Leicestershire ke Final One-Day Cup: Debutan Shaikh Jadi Penentu
Baca dalam 60 detik
- Hamza Shaikh, yang baru bergabung sebulan lalu, mencetak 104 run dan membawa Leicestershire menang 23 run atas Notts di semifinal.
- Kemenangan ini mengantarkan Leicestershire ke final One-Day Cup keenam di Trent Bridge, dengan Middlesex sebagai lawan.
- Final akan menjadi ajang pembuktian bagi tim non-unggulan, yang telah mendominasi kompetisi sejak 2021.

Leicestershire memastikan tiket ke final One-Day Cup setelah menaklukkan Notts Outlaws dengan selisih 23 run dalam laga semifinal yang berlangsung di Grace Road, Selasa (20/8/2025).

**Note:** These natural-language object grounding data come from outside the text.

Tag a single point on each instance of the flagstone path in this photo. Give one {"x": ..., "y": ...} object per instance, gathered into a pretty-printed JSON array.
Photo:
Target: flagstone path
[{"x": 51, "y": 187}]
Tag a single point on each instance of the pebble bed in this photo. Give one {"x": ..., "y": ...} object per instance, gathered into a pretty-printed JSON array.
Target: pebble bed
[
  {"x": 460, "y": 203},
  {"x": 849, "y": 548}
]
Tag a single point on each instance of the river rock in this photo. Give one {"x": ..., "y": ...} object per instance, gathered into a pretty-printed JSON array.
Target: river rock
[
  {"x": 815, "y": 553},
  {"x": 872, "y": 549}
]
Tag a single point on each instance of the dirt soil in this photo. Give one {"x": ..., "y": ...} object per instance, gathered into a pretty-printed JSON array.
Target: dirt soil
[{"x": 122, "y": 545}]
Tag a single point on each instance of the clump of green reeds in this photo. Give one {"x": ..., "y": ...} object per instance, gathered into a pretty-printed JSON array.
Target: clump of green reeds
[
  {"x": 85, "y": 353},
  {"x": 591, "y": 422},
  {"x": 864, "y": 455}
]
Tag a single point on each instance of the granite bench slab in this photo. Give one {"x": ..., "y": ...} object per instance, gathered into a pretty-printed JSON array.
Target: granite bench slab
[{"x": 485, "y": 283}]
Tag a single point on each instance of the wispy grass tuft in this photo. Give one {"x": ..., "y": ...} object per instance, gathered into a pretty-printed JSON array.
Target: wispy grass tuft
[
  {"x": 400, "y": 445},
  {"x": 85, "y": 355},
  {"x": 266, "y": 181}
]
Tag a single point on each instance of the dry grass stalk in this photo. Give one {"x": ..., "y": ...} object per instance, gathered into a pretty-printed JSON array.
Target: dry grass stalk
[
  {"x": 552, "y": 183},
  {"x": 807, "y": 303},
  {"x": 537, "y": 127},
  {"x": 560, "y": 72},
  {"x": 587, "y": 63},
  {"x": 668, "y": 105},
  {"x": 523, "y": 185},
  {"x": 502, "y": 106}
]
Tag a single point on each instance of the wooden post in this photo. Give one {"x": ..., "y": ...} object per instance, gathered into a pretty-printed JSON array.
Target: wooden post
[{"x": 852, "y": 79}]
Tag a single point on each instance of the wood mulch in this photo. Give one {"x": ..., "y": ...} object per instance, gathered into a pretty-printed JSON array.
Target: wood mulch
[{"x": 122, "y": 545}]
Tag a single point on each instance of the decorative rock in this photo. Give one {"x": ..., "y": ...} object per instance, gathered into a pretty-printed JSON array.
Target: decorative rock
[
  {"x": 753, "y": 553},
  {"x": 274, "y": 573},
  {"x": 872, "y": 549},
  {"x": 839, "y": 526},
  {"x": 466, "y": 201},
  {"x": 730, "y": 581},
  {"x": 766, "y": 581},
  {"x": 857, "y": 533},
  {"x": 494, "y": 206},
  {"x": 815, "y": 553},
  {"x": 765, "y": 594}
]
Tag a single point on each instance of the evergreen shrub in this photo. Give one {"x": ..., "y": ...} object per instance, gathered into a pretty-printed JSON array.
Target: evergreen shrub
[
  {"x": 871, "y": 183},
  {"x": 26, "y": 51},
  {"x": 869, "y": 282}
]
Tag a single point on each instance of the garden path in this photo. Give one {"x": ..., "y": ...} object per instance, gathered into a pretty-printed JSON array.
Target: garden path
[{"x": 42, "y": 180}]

Kemenangan ini menjadi yang kedua bagi tim berjuluk Foxes dalam empat tahun terakhir, sekaligus menegaskan dominasi mereka di kompetisi List A Inggris.
Penentu kemenangan Leicestershire adalah Hamza Shaikh, pemain berusia 20 tahun yang baru bergabung dari Warwickshire sebulan lalu. Shaikh mencetak 104 run dari 109 bola, dengan tujuh four dan dua six, membawa timnya menetapkan target 303-7 dalam 50 over. Ia bersama Nick Kelly (53) membangun kemitraan 117 run untuk wicket keempat, yang menjadi fondasi kemenangan.
Notts sebenarnya memulai dengan baik. Pasangan pembuka Ben Martindale dan Freddie McCann mencetak 63 run dalam 11 over. Namun, Rehan Ahmed, all-rounder Inggris, memecah kemitraan itu dengan menjebak Martindale leg-before pada bola pertamanya. McCann (64) dan kapten Haseeb Hameed (54) sempat membangun kemitraan 69 run, tetapi kecelakaan lari menyebabkan McCann run out. Pada akhirnya, Alex Green yang baru berusia 19 tahun menjadi mimpi buruk Notts dengan memecat Kyle Verreynne (43) dan Farhan Ahmed dalam empat bola di over ke-48, memastikan kemenangan Leicestershire.
Kemenangan ini mengantarkan Leicestershire ke final melawan Middlesex, yang akan digelar di Trent Bridge. Ini akan menjadi final keenam di stadion tersebut sejak kompetisi List A pindah dari Lord's pada 2019. Menariknya, sejak 2021, seluruh final One-Day Cup selalu dimenangkan oleh tim-tim yang tidak diunggulkan: Glamorgan (dua kali), Kent, Leicestershire, dan Worcestershire. Fenomena ini menunjukkan bahwa kompetisi ini menjadi panggung bagi tim-tim kelas menengah untuk bersinar.
Bagi pengamat kriket Indonesia, dominasi tim non-unggulan di One-Day Cup bisa menjadi pelajaran berharga. Di tengah gencarnya pengembangan kriket di Tanah Air, konsistensi dan strategi jangka panjang seperti yang dilakukan Leicestershire—mempercayakan tempat pada pemain muda seperti Shaikh dan Green—dapat menjadi inspirasi. Keberanian untuk memberi kesempatan pada talenta muda seringkali berbuah manis, sebagaimana dibuktikan oleh performa gemilang Shaikh yang baru sebulan berseragam Foxes.
“Kami percaya pada proses dan memberi kesempatan pada pemain muda. Hasil ini adalah buah dari kerja keras seluruh tim,” ujar pelatih Leicestershire, Paul Nixon, dalam konferensi pers usai pertandingan.
Dengan final yang tinggal menunggu waktu, pertanyaan besarnya adalah: akankah Leicestershire mampu mengulang sukses 2023, atau justru Middlesex yang akan mematahkan tradisi kemenangan tim non-unggulan? Satu hal yang pasti, final nanti akan menjadi pertarungan sengit antara dua tim yang sama-sama haus gelar.